La vivienda, ubicada en las calles Nicolás García entre Azuay y Miguel Riofrío, se convierte en un punto de atracción. Por la noche, un arco de luces recibe a los curiosos visitantes que acuden a admirar este colosal pesebre que adorna la fachada de la casa.
En entrevista con Diario Crónica, el creador de esta obra comentó que este año completó el armado en un tiempo récord, comenzando los primeros días de diciembre. Destacó que la rapidez fue gracias a la experiencia adquirida y a su habilidad para decidir el espacio ideal de cada pieza.
Aunque los inicios de esta tradición incluyeron apenas 20 figuras, actualmente el pesebre cuenta con cerca de 1.500 elementos, evidenciando la evolución de esta tradición —que ya supera las cuatro décadas—.

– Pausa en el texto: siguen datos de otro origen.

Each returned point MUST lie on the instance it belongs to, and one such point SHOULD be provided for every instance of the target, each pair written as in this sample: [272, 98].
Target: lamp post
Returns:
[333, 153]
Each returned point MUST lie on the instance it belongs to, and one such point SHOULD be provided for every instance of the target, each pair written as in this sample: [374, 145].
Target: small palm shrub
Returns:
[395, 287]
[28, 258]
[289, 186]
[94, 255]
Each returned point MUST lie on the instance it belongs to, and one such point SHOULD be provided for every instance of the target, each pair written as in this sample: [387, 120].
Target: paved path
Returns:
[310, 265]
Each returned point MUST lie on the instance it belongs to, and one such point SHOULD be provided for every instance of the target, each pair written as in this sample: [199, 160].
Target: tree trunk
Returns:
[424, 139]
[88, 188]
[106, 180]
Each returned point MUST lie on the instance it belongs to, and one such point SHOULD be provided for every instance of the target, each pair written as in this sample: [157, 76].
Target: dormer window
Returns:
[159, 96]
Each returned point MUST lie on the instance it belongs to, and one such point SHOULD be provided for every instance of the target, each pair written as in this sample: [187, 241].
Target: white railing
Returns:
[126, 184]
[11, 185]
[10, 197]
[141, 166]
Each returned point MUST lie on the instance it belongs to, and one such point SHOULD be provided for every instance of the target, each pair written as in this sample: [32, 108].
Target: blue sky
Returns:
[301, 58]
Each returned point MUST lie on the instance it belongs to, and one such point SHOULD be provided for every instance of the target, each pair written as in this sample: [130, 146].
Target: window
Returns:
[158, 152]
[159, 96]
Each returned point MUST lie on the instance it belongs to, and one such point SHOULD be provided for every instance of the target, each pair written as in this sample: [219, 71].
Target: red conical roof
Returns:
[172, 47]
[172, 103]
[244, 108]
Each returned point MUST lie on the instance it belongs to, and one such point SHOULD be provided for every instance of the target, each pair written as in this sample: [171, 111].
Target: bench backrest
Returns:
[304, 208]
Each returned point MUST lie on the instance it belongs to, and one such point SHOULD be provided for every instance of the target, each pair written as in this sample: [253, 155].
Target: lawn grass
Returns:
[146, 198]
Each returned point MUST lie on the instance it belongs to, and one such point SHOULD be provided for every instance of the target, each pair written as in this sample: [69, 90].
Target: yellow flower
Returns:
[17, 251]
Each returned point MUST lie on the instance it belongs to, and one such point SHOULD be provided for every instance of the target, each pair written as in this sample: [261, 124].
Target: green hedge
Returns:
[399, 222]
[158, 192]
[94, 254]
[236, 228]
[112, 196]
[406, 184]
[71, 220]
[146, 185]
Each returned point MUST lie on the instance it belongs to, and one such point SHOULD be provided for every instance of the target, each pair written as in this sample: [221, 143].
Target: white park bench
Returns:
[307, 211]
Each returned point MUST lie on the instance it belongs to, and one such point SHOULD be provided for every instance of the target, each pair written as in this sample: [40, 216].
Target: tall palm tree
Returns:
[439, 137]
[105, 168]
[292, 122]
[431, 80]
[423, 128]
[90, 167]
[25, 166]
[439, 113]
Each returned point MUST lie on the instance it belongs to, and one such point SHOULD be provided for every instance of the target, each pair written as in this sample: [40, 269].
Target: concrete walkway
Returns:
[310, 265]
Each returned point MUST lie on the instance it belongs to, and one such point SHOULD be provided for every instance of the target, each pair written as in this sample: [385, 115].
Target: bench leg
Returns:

Cada año, Diego introduce novedades en el diseño. En esta ocasión, el pesebre cuenta con locaciones y paisajes recreados para ambientarse a la época del nacimiento de Jesús.
Los detalles son únicos: dos cascadas muestran a personas lavando ropa; pastores inmersos en sus tareas diarias; soldados del Rey Herodes resguardando su castillo; cocineras; y, en el centro, un espacio que alberga a María y José, con una cama de paja en espera del nacimiento de Jesús.
Entre las piezas destacadas está precisamente el Niño Jesús, tallado en madera, que tiene más de 100 años de antigüedad y que fue adquirido mediante un trueque con la familia Merchán.
Diego relató que, aunque no se conoce su historia exacta, en su honor se organizaban fiestas y solo ha necesitado una restauración en todo este tiempo. Esta obra es atribuida a la escuela de Caspicara, por los detalles característicos en su diseño, como la boca y el corazón tallado en el pecho.
Para esta Navidad, el Niño Jesús lucirá un atuendo especial adquirido en Cuenca, compuesto por un vestido y capa de color rojo, con detalles decorativos en la parte delantera que resaltan la importancia de esta tradición.
Invitación
Las puertas de la casa de la familia Jara Delgado están abiertas a quienes deseen disfrutar de esta obra de arte. “Solo tienen que tocar la puerta, y con gusto los recibiremos”, invitó Diego, demostrando que esta tradición familiar no solo perdura, sino que también se comparte con toda la comunidad. (I)
DATO
El pesebre se mantendrá hasta los primeros días de febrero para que la gente pueda acudir.